Escaped Serval Proves Exotic Pets Require Balance of Knowledge and Work
By Josh Sweigart, Staff Writer Updated 9:54 PM Saturday, September 4, 2010
GERMAN TWP. — The calls had gotten worrisome.
A full-grown African lion had reportedly left paw prints in a pumpkin patch near Baker Road, and a semitrailer driver almost hit it. Then it was two lions, and they had allegedly mutilated a cow in German Twp.
Clark County Humane Society Director James Straley had no choice but to take the calls seriously. “It’s not beyond the realm of possibility,” he said.
“The worst thing that could have happened is it turns out to be true and I’m not prepared,” he said, explaining why he had a vet order tranquilizers strong enough to bring down such a creature.
“I am ready to go on an African safari in Clark County,” he said.
Luckily, he never had to. The reports turned out to be overblown rumors stemming from a serval cat that escaped from a German Twp. home.
It’s name is Serafina, and it is the pet of Jim and Cindy Shaffer.
At 20 pounds and 3 feet long, it’s bigger than your average housecat. It’s no Mustafa, but it could have been.
Ohio has lax laws on keeping exotic animals. Some say that’s a good thing, because it doesn’t interfere with the rights of animal owners. Others worry that it opens the door to a risky hobby.
“Exotic pets are something people keep quiet and secret, and then we walk into a mess,” Straley said, though he was well aware of Shaffer’s pets.
Having exotic animals a right?
“We’ve had her since she was 3 weeks old. She slept in the bed with us,” Shaffer said of Serafina, who looks like a minature cheetah.
She bought the cat from a licensed breeder, she said.
“I had friends who had some and I really like them and I decided I’d like to try my hand at it,” she said. “They’re much more dog-like (than housecats). They’re more affectionate in some ways. They’re much smarter. In other ways they’re much, much more independent.”
Because she keeps Serafina as a pet, Ohio law doesn’t require a license to have a serval cat.
Shaffer said she is a member of the Ohio Association of Animal Owners, a group that works to protect the rights of animal owners. In addition to Serafina, she shares her German Twp. property with raccoons, possums, foxes and other unusual pets. All were raised in captivity, she said. She has a license to breed raccoons, foxes and possums. She said none is a wild animal.
When she sells a pup or cub, she says she warns the buyer that such pets are a lot of work, and they will never become as domesticated as a common dog or housecat. “We try to educate people before they bite because we look out for the safety of the animal, too,” said Jim Shaffer, Cindy’s husband.
And yes, they can be dangerous if people aren’t careful, Cindy said. “Little kids die in swimming pools all the time. Are we going to put out a thing where people can’t have swimming pools?”
“I certainly believe people should be able to own exotic animals as long as it’s under the proper permits, and the proper housing,” Cindy said.
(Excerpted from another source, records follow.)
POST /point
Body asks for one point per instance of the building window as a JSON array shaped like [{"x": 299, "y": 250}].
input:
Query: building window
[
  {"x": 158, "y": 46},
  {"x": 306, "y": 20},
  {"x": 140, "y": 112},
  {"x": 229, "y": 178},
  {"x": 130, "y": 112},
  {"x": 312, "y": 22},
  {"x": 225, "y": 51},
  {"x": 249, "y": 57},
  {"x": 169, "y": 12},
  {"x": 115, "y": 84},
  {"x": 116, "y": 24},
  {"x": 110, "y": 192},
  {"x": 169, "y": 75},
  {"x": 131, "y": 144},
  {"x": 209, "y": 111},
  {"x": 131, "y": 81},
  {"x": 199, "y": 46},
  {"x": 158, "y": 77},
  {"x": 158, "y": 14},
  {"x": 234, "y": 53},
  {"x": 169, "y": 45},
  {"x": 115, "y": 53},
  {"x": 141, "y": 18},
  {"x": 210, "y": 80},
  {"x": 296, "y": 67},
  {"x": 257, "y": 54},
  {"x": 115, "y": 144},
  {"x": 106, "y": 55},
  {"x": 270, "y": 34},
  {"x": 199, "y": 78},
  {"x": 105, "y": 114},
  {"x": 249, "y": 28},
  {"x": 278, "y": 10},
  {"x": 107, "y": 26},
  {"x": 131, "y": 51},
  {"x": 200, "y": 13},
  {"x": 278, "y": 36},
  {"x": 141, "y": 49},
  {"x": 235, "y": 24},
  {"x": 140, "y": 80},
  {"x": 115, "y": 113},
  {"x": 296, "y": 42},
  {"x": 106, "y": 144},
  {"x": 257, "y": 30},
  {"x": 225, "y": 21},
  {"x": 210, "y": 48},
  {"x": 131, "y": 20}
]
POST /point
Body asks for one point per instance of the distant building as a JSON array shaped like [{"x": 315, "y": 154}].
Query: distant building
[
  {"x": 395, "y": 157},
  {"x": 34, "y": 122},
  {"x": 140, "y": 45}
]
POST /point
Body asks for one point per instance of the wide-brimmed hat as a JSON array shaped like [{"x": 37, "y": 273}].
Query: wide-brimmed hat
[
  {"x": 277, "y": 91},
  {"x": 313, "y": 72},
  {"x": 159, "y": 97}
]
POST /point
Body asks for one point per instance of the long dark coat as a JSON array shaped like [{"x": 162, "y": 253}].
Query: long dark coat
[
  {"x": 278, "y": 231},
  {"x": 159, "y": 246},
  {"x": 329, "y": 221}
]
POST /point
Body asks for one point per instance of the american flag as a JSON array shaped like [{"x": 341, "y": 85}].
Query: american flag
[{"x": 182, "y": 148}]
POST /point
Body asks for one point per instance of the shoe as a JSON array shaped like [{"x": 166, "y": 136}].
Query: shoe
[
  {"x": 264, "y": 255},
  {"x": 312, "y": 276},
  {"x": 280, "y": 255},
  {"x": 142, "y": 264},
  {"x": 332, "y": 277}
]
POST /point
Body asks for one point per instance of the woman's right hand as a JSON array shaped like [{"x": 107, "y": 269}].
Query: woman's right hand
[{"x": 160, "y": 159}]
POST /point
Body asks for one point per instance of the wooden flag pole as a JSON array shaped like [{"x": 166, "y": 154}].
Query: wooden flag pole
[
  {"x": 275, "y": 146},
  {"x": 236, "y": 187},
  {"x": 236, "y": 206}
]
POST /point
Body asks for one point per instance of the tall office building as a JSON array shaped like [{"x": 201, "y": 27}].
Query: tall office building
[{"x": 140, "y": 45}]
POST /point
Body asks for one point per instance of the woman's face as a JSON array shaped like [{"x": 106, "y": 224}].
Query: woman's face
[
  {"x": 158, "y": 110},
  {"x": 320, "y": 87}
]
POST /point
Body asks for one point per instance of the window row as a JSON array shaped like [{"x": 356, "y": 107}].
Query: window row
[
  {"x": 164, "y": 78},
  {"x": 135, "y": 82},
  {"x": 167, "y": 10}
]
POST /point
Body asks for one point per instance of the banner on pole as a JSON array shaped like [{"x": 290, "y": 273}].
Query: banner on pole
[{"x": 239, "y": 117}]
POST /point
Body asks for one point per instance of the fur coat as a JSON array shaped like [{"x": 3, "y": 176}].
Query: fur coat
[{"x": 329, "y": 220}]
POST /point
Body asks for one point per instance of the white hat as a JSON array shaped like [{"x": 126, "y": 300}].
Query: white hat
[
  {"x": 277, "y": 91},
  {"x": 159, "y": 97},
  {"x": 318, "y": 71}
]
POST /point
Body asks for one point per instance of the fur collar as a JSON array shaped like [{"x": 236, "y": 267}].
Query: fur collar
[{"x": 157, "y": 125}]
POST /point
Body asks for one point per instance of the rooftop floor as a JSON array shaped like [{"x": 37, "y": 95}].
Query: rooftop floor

Straley said he gets several complaint calls every year about Shaffer’s animals. All complaints are investigated, he said, and “we’ve never found anything illegal.”
“She has always worked with us to get her issues resolved,” he said.
Only Springfield ?has ordinance
Straley said he responds to three to four exotic animal calls per year.
“We’ve had alligators and crocodiles and all kinds of crazy things we’re totally unaware of until we walk in and we have to catch it and get it and we have to find someplace to put it,” he said.
He said the humane society has a list of 200 rescue organizations for every animal imaginable.
The alligator was found last year in the basement of a home on Edwards Avenue during a police drug raid, Straley said. It was 2.5-feet long and lived in a pond the owner had built in the basement. The gator was shipped to a reptile rescue in Mason.
Springfield has an ordinance requiring owners of exotic or dangerous animals to report an escape to police within an hour of realizing it. But outside the city, only the minimal state and federal laws apply in Clark County, Straley said.
So while the Serafina is not considered a threat to the public — though residents are advised to call police if they see her and not try to catch her for fear of getting bitten — someone in Clark County may very well have a pet lion Straley doesn’t know about.
He just hopes it doesn’t get loose, because the vet told him it takes about three minutes for those tranquilizers to kick in.
“I’m thinking that’s going to be the longest three minutes of my life if I pull the trigger,” he said.